Preface

This post is going to cover a different topic than the ones I’m used to talk about. It comes as a direct result of me trying to find the best Japanese fonts to use that would also match the slick Courier monospaced font I use for Latin characters throughout the site.

This post serves mostly as self-documentation. I don’t expect it to be tremendously useful for the average geek building their own static website —I know I’m in a weird niche after all— although I really hope it serves as an interesting reading and a little piece of trivia for those curious enough to read about typographies for languages of the squiggly variety.

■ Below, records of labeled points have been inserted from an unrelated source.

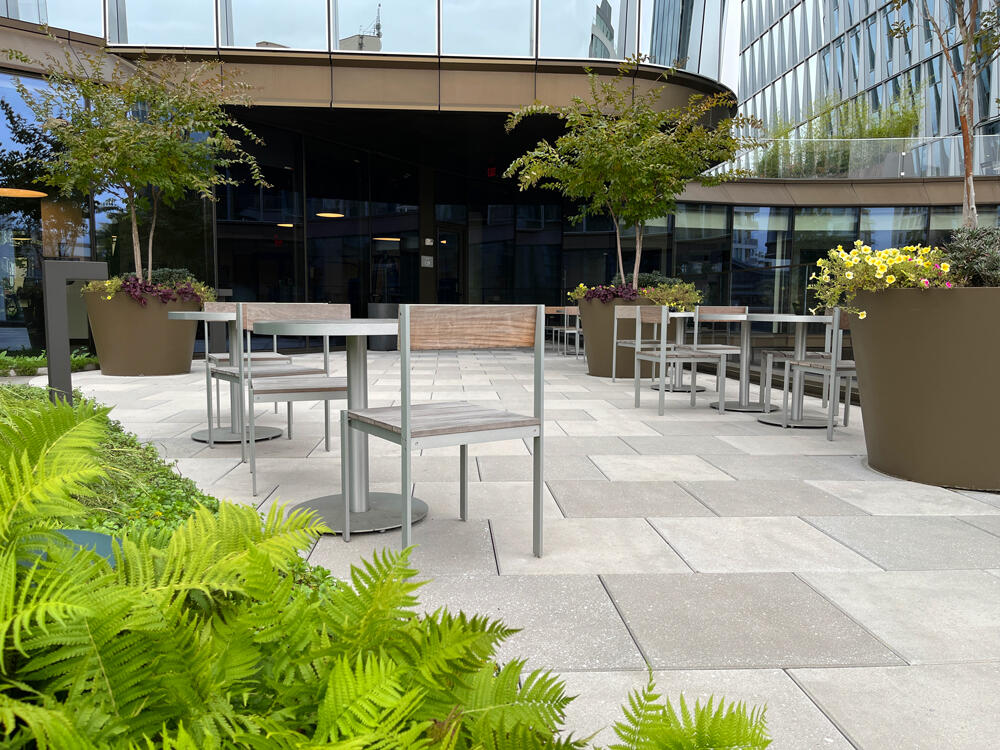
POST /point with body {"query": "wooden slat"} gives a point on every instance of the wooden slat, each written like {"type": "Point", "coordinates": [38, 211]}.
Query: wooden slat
{"type": "Point", "coordinates": [298, 384]}
{"type": "Point", "coordinates": [472, 326]}
{"type": "Point", "coordinates": [445, 418]}
{"type": "Point", "coordinates": [268, 371]}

Little introduction to Japanese

Japanese uses three different methods of writing: hiragana, katakana and kanji. The first two ones are syllabaries, with each character representing a sound. The latter is a Chinese legacy and uses Chinese characters to convey whole meanings for words; a logogram. These three different methods are usually combined together to form sentences. For instance, the sentence

My name is Kagayakuhari

can be written as:

Kanji Hiragana カガヤクハリKatakana Hiragana Kanji しますHiragana

Hiragana and katakana each have 46 different symbols, while kanji has 2000+ symbols covered in basic education only, with a grand total of over 50000 characters. Compared to the 20 odd letters the Roman alphabet has, this makes creating usable Japanese fonts a tad more difficult.

Typographical differences

Latin characters are single-byte while Chinese, Korean and Japanese characters are double-byte. This is due to the fact that you need double the space to properly store and render the hundreds of characters these languages need. Unicode came as the big unifier with the possibility to have four-byte characters, although “legacy” characters like Roman letters and CJK symbols were kept as single and double-byte, respectively.

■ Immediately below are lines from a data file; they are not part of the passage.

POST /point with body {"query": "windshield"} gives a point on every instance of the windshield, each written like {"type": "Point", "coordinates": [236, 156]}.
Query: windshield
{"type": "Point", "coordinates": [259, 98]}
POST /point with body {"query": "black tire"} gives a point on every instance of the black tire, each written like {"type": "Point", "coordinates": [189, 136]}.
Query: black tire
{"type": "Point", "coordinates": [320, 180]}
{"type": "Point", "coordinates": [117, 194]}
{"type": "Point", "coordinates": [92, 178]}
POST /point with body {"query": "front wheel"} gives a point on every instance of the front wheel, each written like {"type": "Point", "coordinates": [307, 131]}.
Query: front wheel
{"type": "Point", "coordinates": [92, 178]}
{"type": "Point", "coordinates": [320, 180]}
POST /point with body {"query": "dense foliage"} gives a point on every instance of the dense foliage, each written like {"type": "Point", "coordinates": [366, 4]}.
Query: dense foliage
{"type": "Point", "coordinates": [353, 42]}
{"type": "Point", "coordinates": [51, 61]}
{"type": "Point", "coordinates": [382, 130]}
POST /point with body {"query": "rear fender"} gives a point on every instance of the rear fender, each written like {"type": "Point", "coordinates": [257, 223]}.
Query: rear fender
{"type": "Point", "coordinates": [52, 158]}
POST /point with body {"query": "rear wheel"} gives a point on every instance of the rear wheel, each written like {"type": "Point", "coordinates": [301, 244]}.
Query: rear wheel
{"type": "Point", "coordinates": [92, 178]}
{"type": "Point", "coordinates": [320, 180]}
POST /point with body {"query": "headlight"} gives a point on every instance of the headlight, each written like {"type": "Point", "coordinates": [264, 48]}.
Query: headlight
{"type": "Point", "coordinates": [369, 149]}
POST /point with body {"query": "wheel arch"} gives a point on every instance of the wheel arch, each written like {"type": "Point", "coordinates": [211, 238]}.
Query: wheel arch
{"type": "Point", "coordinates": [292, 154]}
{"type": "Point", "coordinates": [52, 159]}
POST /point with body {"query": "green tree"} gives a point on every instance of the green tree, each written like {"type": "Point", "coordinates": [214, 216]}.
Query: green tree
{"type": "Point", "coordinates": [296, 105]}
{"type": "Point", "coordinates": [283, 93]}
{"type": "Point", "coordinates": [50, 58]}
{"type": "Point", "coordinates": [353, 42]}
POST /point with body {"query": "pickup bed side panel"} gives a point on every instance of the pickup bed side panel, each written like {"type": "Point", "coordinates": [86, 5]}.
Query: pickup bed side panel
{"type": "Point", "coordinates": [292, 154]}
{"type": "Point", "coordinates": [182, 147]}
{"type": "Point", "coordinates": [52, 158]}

When it comes to fonts, pixel real estate is very important. As you may have already guessed, on average, Japanese symbols require double the area a Latin character would need in order to be legible. This issue is especially notable in retro games, where limitations in screen resolution posed a serious problem when rendering eastern glyphs.

Final Fantasy Tactics Advance screenshot Screenshot from Final Fantasy Tactics Advance. Hiragana is rendered okay but kanji readability is suboptimal.

Final Fantasy Tactics Advance uses a 10 x 14 pixel grid to represent all their characters. This is fine for Roman letters but kanji readability is severely affected in comparison. You can find the entire font in the Final Fantasy Hacktics wiki page.

The problem

Most of you would’ve already realised that Japanese fonts —and Chinese and Korean ones— must weigh a lot. For instance, Google’s Courier typeface font Courier Prime weighs just shy of 300 kilobytes. A somewhat complete, variable, pure Japanese font such as Microsoft’s MS Mincho weighs up to five megabytes. Google’s all encompassing Japanese font Noto Sans Japanese weighs almost 60 megabytes, while its international counterpart stands at 45 megabytes.

Size comparison of the aforementioned fonts Visual size comparison between the aforementioned fonts.

This makes loading custom Japanese fonts on websites extremely inefficient and slow. Just imagine having to download a 50 megabyte pack of fonts every single time you visited this site. That’d be awful. Nobody wants that. Luckily for the internet, the Japanese don’t seem to care much about fancy fonts for daily use, defaulting to the already pre-installed fonts in their devices. In fact, web results for Japanese web safe fonts are nonexistent, only covering Latin fonts. Unluckily for me, however, that means no fancy Japanese characters in here.

Most Japanese people use Windows as their desktop operating system, with iOS as their preferred mobile operating system. The default fonts in these systems aren’t bigger than four or five megabytes.

  Serif (Mincho) Sans-serif (Gothic)
Windows 11 MS Mincho MS Gothic, Yu Gothic, Meiryo
macOS 10.14 Hiragino Kaku Mincho, Osaka, Toppan Bunkyu Midashi/Mincho, Hiragino Kaku Gothic, Yu Kyokasho, Toppan Bunkyu Gothic
Ubuntu 22.04 IPA/IPAex Mincho IPA/IPAex Gothic
iOS 17 Hiragino Kaku Mincho Hiragino Maru Gothic
Android 12   Droid Sans Japanese

Default Japanese fonts in the international versions of the different operating systems.

Ultimately, these are the fonts I’ll work with, since they are the ones that will be present in most devices, as I want Japanese characters to render properly for everyone visiting the site and not only for Japanese native devices.

The solution

After a few hours of testing, I eventually ended up with the following font stack, ordered by personal preference. Note that Latin fonts are placed at the beginning of the stack, since we don’t want Japanese fonts stealing our Roman letters.

font-family: Courier New, Courier, IPAexGothic, Hiragino Kaku Gothic Pro, MS Gothic, Droid Sans Japanese, monospace;

Some web resources affirm you should also add Japanese names for browser compatibility but I’m skeptical of this fact. By now, every single browser out there should support English names.

I started this journey expecting to find a slick typewriter-styled Japanese font but I guess the world had other plans in mind. And rightfully so.